Cultured human hepatocytes are extensively tested to ensure quality and functionality:

  • Cell morphology: Retention of characteristic hepatocyte structure
  • Viable recovery: Approximately 70% of cells remain viable after thawing
  • Marker expression: Positive for CK8, CK18, HSA, AAT; negative for AFP
  • Glycogen storage: Demonstrated via PAS staining
  • Drug metabolism: Inducible cytochrome P450 (CYP) activities
  • Urea secretion: Verified under both basal and stimulated conditions

These cells exhibit similar sensitivity to hepatotoxins as primary hepatocytes, making them a reliable model for early toxicity screening.
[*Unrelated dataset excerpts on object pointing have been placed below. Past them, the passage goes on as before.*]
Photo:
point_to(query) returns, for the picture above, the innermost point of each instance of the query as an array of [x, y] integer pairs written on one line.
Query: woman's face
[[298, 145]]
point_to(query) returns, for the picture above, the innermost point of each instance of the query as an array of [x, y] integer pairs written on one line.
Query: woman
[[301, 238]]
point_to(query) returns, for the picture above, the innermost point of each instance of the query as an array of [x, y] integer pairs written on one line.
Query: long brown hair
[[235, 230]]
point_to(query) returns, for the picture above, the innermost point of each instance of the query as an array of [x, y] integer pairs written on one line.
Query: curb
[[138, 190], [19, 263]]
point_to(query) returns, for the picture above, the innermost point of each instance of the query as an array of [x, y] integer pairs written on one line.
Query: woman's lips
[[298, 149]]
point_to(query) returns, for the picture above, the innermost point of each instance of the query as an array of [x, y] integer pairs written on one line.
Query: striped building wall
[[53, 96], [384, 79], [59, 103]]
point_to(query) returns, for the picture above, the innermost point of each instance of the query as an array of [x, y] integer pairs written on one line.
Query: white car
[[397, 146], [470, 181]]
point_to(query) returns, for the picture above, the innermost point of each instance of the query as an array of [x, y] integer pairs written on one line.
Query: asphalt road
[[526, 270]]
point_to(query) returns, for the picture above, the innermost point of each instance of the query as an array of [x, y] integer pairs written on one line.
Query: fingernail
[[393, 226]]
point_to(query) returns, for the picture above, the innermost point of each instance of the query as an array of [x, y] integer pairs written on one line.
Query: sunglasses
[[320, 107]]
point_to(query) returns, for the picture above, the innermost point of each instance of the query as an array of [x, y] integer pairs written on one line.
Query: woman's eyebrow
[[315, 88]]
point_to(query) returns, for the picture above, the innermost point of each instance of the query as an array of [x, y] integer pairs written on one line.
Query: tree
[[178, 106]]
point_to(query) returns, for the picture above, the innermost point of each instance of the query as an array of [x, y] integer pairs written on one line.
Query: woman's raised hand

Using human hepatocytes in early drug screening helps to identify toxic compounds before animal testing, reducing costs and improving safety.

Applications

Human hepatocytes are suitable for a wide range of research applications, including:

  • CYP induction and inhibition studies
  • Genotoxicity testing
  • Basal and cell-specific toxicity assays
  • Investigation of compounds requiring metabolic activation or drug transport
  • Viral infection and replication studies (hepatitis C virus)

Availability and Handling

  • Supplied in cryopreserved vials containing a minimum of 6 million cells per vial
  • Can be provided pre-plated and ready-to-use for immediate experiments
  • At later proliferation stages, cells can be plated at low densities (~30% confluence) and reach full confluence within 4 days. Extended culture may induce senescence gene expression and loss of hepatocyte phenotype.